Penelitian ini didasarkan pada tinjauan pustaka, refleksi atas pengalaman lapangan lembaga-lembaga kami selama tiga puluh tahun terakhir, sebagai organisasi hak asasi manusia dan organisasi pendamping yang bekerja dengan masyarakat yang mengidentifikasi diri sebagai orang Melayu, dan didasarkan atas serangkaian kunjungan lapangan singkat ke wilayah masyarakat Melayu di Riau yang dilakukan oleh para penulis bersama pada bulan Mei 2024.

Kami mengunjungi masyarakat Batu Songgan, di tepi barat Riau di kaki pegunungan Barisan Nasional; masyarakat Lubuk Jering, di dataran sebelah utara Pekanbaru di pusat provinsi, dan masyarakat Teluk Meranti, di muara sungai Kampar ke arah timur (lihat Peta 1).
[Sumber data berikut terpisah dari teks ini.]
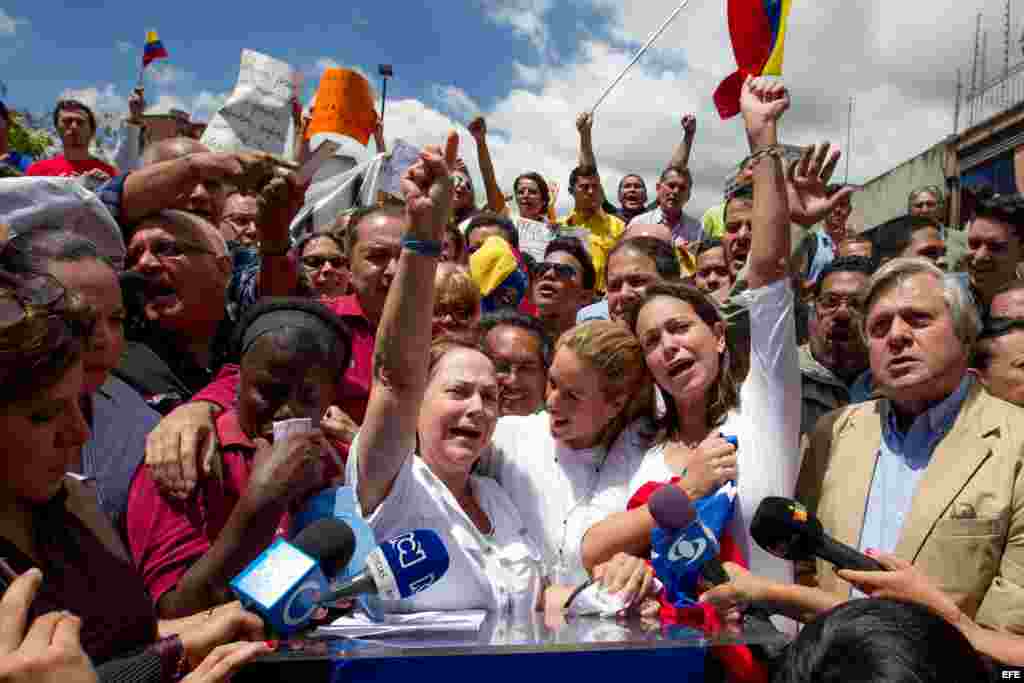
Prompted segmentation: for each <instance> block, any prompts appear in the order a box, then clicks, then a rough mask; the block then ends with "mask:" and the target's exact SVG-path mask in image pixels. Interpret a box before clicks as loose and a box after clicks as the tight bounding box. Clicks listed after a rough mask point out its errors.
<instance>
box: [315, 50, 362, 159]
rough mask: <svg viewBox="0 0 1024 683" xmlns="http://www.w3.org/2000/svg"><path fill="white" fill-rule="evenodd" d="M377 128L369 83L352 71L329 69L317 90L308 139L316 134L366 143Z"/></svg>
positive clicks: (319, 85) (361, 76)
mask: <svg viewBox="0 0 1024 683" xmlns="http://www.w3.org/2000/svg"><path fill="white" fill-rule="evenodd" d="M375 128H377V111H376V110H375V109H374V98H373V94H372V92H371V88H370V82H369V81H368V80H367V79H366V78H365V77H364V76H362V75H361V74H359V73H357V72H354V71H351V70H349V69H328V70H326V71H325V72H324V76H323V77H322V78H321V84H319V89H318V90H317V91H316V105H315V106H314V109H313V120H312V122H310V124H309V129H308V130H307V131H306V137H307V138H309V137H312V136H313V135H316V134H317V133H340V134H341V135H347V136H348V137H351V138H352V139H354V140H358V141H359V142H360V143H361V144H367V143H369V142H370V136H371V135H373V133H374V129H375Z"/></svg>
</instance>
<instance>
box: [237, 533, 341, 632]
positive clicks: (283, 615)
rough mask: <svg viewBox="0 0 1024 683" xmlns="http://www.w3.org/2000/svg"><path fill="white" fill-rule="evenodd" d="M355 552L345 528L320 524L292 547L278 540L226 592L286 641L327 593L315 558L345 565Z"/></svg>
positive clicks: (304, 619) (264, 551) (276, 540)
mask: <svg viewBox="0 0 1024 683" xmlns="http://www.w3.org/2000/svg"><path fill="white" fill-rule="evenodd" d="M354 550H355V539H354V537H353V535H352V530H351V529H350V528H348V526H347V524H345V523H344V522H342V521H340V520H337V519H330V518H326V519H323V520H318V521H317V522H314V523H313V524H310V526H309V527H307V529H305V530H304V531H303V532H302V533H300V535H299V536H298V537H296V539H295V543H289V542H288V541H285V540H284V539H276V540H275V541H274V542H273V543H272V544H270V547H269V548H267V549H266V550H264V551H263V552H262V553H260V554H259V556H258V557H257V558H256V559H255V560H253V561H252V562H250V563H249V566H247V567H246V568H245V569H243V570H242V572H241V573H239V575H237V577H236V578H234V579H232V580H231V582H230V589H231V592H233V593H234V595H236V596H237V597H238V598H239V600H240V601H241V602H242V604H243V606H244V607H246V608H247V609H250V610H252V611H255V612H256V613H258V614H259V615H260V616H261V617H263V622H264V623H265V624H266V625H267V626H268V627H269V628H270V630H271V631H273V632H274V633H278V634H281V635H283V636H287V635H290V634H292V633H294V632H295V631H298V630H299V629H301V628H302V627H303V626H305V625H306V624H307V623H308V622H309V620H310V617H312V615H313V613H314V612H315V611H316V609H317V608H318V607H319V597H321V596H322V595H323V594H324V593H326V592H327V591H328V590H329V588H330V584H329V582H328V580H327V577H326V575H325V573H324V569H323V568H322V567H321V562H319V558H321V557H323V558H325V559H326V563H327V564H329V565H330V566H331V567H333V566H334V565H335V564H340V563H343V562H347V561H348V558H350V557H351V556H352V552H353V551H354Z"/></svg>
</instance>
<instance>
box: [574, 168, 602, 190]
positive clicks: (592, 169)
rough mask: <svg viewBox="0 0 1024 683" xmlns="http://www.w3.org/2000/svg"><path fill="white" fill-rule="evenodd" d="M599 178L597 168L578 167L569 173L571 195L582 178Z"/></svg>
mask: <svg viewBox="0 0 1024 683" xmlns="http://www.w3.org/2000/svg"><path fill="white" fill-rule="evenodd" d="M595 177H597V168H596V167H594V166H577V167H575V168H574V169H572V172H571V173H569V194H572V193H574V191H575V182H577V180H579V179H580V178H595Z"/></svg>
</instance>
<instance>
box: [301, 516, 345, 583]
mask: <svg viewBox="0 0 1024 683" xmlns="http://www.w3.org/2000/svg"><path fill="white" fill-rule="evenodd" d="M292 545H293V546H295V547H296V548H298V549H299V550H301V551H302V552H304V553H305V554H306V555H309V556H310V557H313V558H315V559H316V560H318V561H319V564H321V569H323V570H324V573H325V574H326V575H327V577H329V578H330V577H334V575H336V574H337V573H338V572H339V571H341V570H342V569H343V568H345V566H346V565H347V564H348V562H349V560H351V559H352V554H353V553H355V535H354V533H353V532H352V528H351V527H350V526H349V525H348V524H346V523H345V522H344V521H343V520H341V519H338V518H337V517H324V518H323V519H317V520H316V521H314V522H312V523H311V524H309V525H308V526H306V527H305V528H304V529H302V530H301V531H299V532H298V533H297V535H296V536H295V538H294V539H292Z"/></svg>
Survei lapangan dilakukan dengan melakukan perjalanan ke, mengunjungi, dan tinggal sebentar dengan komunitas-komunitas ini, di mana kami meminta warga untuk berpartisipasi dalam wawancara dan bergabung dengan kelompok diskusi untuk menjelaskan hubungan mereka dengan tanah mereka dan membahas tantangan yang mereka hadapi saat ini dalam mengamankan hak-hak mereka. Kami menganggap kerja ini lebih bersifat ilustratif daripada definitif dan mendorong pihak lain dari lingkup akademis dan masyarakat sipil untuk memperdalam bidang pengetahuan ini.